Im Stil der neuen Zeit Farbenfroh geht es auch im Innenraum des Renault 5 zu, wird die Ausstattung „Iconic Five“ gewählt. Das Cockpit zitiert mit seiner abgestuften Struktur und der gestoppten Polsterung den Klassiker aus den 1970er Jahren.

Mit elektrischen Kleinwagen kennt sich Renault aus: Vom Zoe hat der Konzern seit der Markteinführung 2013 bis heute über eine halbe Million Exemplare verkauft. Die Erfahrungen damit – sowohl gute wie schlechte – sind in die Entwicklung des R5 Electric eingeflossen, der den Zoe ablöst und alles viel besser machen soll als sein (nicht mehr bestellbarer) Vorgänger.

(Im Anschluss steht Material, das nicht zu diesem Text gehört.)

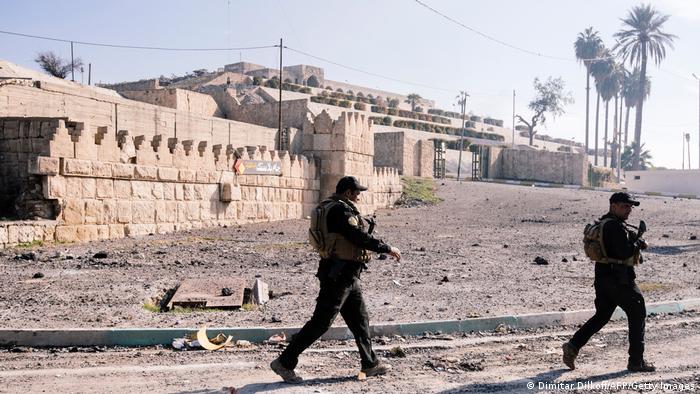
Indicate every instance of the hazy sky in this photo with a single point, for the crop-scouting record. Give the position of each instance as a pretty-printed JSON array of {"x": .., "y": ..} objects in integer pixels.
[{"x": 399, "y": 39}]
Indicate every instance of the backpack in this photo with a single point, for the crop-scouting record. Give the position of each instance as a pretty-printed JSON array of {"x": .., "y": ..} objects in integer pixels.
[
  {"x": 318, "y": 228},
  {"x": 593, "y": 240}
]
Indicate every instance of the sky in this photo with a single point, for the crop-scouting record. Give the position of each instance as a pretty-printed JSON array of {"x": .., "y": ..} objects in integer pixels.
[{"x": 488, "y": 48}]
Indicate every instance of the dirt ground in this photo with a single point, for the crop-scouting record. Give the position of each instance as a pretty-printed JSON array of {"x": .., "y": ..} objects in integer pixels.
[
  {"x": 468, "y": 256},
  {"x": 509, "y": 362}
]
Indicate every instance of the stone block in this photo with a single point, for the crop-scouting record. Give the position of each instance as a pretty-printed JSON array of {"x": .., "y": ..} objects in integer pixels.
[
  {"x": 116, "y": 231},
  {"x": 103, "y": 232},
  {"x": 104, "y": 188},
  {"x": 67, "y": 233},
  {"x": 135, "y": 230},
  {"x": 44, "y": 166},
  {"x": 109, "y": 212},
  {"x": 193, "y": 210},
  {"x": 87, "y": 233},
  {"x": 168, "y": 191},
  {"x": 74, "y": 187},
  {"x": 122, "y": 189},
  {"x": 53, "y": 187},
  {"x": 93, "y": 211},
  {"x": 101, "y": 169},
  {"x": 124, "y": 211},
  {"x": 73, "y": 211},
  {"x": 143, "y": 212},
  {"x": 141, "y": 190},
  {"x": 187, "y": 175},
  {"x": 124, "y": 171},
  {"x": 76, "y": 167},
  {"x": 146, "y": 173},
  {"x": 168, "y": 174},
  {"x": 165, "y": 228},
  {"x": 87, "y": 187},
  {"x": 202, "y": 176}
]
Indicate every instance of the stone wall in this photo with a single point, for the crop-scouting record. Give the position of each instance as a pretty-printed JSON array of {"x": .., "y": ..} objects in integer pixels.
[
  {"x": 94, "y": 109},
  {"x": 345, "y": 146},
  {"x": 180, "y": 99},
  {"x": 538, "y": 165},
  {"x": 136, "y": 186},
  {"x": 408, "y": 156}
]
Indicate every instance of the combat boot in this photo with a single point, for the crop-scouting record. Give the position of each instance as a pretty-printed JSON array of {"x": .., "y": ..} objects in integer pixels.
[
  {"x": 288, "y": 375},
  {"x": 641, "y": 366},
  {"x": 379, "y": 369},
  {"x": 569, "y": 355}
]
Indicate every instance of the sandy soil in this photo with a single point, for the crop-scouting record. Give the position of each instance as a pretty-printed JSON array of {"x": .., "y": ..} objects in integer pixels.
[
  {"x": 473, "y": 363},
  {"x": 471, "y": 255}
]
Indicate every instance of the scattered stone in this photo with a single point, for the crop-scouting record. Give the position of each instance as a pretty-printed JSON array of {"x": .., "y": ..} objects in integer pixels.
[{"x": 396, "y": 351}]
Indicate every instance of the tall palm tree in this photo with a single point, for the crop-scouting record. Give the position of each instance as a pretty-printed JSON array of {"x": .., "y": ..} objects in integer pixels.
[
  {"x": 609, "y": 87},
  {"x": 630, "y": 92},
  {"x": 641, "y": 37},
  {"x": 588, "y": 46},
  {"x": 600, "y": 69}
]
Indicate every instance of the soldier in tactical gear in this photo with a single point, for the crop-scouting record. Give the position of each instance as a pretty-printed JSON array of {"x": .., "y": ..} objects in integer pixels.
[
  {"x": 340, "y": 290},
  {"x": 615, "y": 286}
]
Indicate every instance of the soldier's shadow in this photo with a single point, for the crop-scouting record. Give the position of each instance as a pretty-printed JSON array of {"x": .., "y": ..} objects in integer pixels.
[
  {"x": 301, "y": 387},
  {"x": 520, "y": 385}
]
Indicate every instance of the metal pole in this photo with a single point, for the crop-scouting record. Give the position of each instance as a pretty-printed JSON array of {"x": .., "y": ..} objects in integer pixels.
[
  {"x": 279, "y": 119},
  {"x": 72, "y": 64},
  {"x": 513, "y": 145},
  {"x": 463, "y": 100}
]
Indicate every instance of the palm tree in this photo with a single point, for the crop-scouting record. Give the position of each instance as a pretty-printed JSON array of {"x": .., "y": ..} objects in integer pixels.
[
  {"x": 644, "y": 158},
  {"x": 600, "y": 69},
  {"x": 413, "y": 99},
  {"x": 640, "y": 38},
  {"x": 608, "y": 86},
  {"x": 630, "y": 92},
  {"x": 588, "y": 46}
]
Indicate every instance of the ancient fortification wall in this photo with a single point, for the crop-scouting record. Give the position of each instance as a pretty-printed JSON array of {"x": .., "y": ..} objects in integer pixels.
[
  {"x": 397, "y": 150},
  {"x": 93, "y": 165},
  {"x": 538, "y": 165}
]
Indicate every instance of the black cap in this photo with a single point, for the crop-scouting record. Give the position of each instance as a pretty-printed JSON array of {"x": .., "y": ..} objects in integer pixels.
[
  {"x": 624, "y": 198},
  {"x": 348, "y": 183}
]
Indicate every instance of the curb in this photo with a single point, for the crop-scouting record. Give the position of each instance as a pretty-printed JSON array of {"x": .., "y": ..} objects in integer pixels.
[
  {"x": 579, "y": 187},
  {"x": 164, "y": 336}
]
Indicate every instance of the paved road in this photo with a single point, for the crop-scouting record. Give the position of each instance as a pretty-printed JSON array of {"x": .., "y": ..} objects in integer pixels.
[{"x": 510, "y": 361}]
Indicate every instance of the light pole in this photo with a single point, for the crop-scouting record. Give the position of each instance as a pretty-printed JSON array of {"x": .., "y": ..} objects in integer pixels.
[
  {"x": 696, "y": 77},
  {"x": 462, "y": 100}
]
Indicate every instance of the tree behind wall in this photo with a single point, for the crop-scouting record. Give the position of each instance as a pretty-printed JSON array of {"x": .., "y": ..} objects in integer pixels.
[
  {"x": 551, "y": 98},
  {"x": 56, "y": 66}
]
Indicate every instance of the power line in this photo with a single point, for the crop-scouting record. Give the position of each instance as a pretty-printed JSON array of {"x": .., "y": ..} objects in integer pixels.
[
  {"x": 98, "y": 44},
  {"x": 368, "y": 72}
]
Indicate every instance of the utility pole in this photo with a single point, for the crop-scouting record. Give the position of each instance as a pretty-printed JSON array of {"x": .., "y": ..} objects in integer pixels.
[
  {"x": 463, "y": 101},
  {"x": 513, "y": 145},
  {"x": 279, "y": 119},
  {"x": 72, "y": 65},
  {"x": 696, "y": 77}
]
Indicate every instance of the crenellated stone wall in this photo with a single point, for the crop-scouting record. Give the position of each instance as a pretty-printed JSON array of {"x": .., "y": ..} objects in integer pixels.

Und der dabei angeblich nicht teurer wurde, sondern eher günstiger: Angeboten werden soll die Basisversion des R5 im kommenden Jahr schon zu einem Preis von unter 25.000 Euro. Das sind zwar einige Tausender mehr als 2013 für die erste Generation der Zoe aufgerufen wurde (21.000 Euro). Aber die hatte auch nur einen 22 kWh großen Akku an Bord – der obendrein auch noch gemietet werden musste. Inklusive 50 kWh-Akku wurden für eine topausgestattete Version Zoe 135 der zweiten Generation zuletzt Preise von fast 40.000 Euro aufgerufen. Daran wird sich der R5 Electric zu messen haben.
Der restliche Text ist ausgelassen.